Both Remainers and Leavers would prefer staying in the EU to taking May’s infamous deal.
If Britain stays in the EU after all, it will show contempt for the 2016 vote, but it would still be better than May’s deal.
However, having formally triggered its departure, it’s not clear that Britain could actually stay in the EU.
Brussels, having comprehensively outplayed May, would much prefer her craven deal to a reversion to full British membership of the EU. If Britain stays in the EU, it will remain a powerful advocate against federalist integration and rule by Brussels.
And there will always be the chance that a future British government, with or without a referendum, will leave the EU after all, but this time do it properly.
There is another big advantage for the EU in the permanent netherworld of impotent servitude that May envisages for Britain.
Turkey has a similarly ambivalent status.

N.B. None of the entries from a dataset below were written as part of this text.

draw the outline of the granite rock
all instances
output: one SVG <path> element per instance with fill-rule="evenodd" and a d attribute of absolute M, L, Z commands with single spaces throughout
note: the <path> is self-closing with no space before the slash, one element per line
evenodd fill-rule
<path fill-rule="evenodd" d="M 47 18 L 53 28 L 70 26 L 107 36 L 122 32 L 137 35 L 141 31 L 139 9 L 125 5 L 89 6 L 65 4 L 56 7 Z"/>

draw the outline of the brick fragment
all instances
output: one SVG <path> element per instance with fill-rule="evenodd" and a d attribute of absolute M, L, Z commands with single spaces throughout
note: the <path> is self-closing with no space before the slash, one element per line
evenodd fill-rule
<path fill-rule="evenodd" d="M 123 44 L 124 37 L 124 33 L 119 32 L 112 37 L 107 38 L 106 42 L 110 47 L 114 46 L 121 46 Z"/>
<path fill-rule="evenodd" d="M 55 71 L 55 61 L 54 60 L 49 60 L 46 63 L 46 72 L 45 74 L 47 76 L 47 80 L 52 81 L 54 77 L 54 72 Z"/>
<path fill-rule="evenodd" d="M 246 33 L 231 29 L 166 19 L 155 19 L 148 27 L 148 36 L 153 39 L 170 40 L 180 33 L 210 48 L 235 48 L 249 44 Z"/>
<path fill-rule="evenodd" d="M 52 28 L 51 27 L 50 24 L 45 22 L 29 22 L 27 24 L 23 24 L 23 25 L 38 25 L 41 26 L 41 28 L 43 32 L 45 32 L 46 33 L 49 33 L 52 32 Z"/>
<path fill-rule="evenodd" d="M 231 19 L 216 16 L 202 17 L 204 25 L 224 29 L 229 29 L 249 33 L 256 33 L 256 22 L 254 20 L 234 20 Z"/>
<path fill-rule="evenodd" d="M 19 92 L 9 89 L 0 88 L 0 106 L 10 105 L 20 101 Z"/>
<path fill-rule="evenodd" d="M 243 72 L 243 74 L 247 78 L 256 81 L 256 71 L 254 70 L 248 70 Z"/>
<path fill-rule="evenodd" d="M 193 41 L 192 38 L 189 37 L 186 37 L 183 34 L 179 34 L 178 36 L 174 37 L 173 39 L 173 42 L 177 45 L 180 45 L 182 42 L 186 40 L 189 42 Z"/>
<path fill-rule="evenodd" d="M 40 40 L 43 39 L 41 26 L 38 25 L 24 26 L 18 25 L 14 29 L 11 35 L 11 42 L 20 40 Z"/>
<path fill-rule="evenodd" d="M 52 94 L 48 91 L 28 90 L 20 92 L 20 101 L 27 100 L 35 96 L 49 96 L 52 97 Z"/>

What that means is that if the EU does a free-trade deal with some other nation or bloc, Turkey is required to abide by those negotiated conditions.
However, the other nation or bloc is not obliged to extend the liberalisation to Turkey that it extends to the rest of the EU.
Therefore, there is the real prospect that the EU in future trade deals could make concessions that specifically and intentionally hurt the British economy but benefit France or Germany, with no reciprocal benefit for Britain at all and no British say in the deal.
An exit with “no deal”, and therefore a reversion to WTO rules, should always have been May’s fallback position. Any deal that one side is not willing to walk away from in any circumstances is extremely one-sided. May, in many speeches and in the Conservative Party manifesto, under various different formulations, always said that “no deal” would be better than a “bad deal”.
But given the depth of British integration with the EU, “no deal” required extensive preparation. It is only five minutes ago that the May government even began such preparation. The EU, seeing her manifest weakness and lack of resolve, now, vilely but understandably, is threatening to make a “no deal” scenario a chaotic disaster.
Thus they say, or imply, they will not recognise British drivers’ licences and even that they will not provide landing slots for British aeroplanes. There is absolutely no reason for this except EU bloody-mindedness and malice.
Given the immense negotiating coin May started with — a $70 billion divorce payment to the EU, the gift of access to the EU’s biggest offshore market, and so much more — that she has brought the nation to this pass is a savage indictment of her.
English politicians tell me the most likely outcome is that the House of Commons will reject May’s deal.
Even the temporary, and doubtless overstated, dislocation of a “no deal” Brexit would be infinitely better for Britain than the long-term decline guaranteed by May’s astonishing capitulation.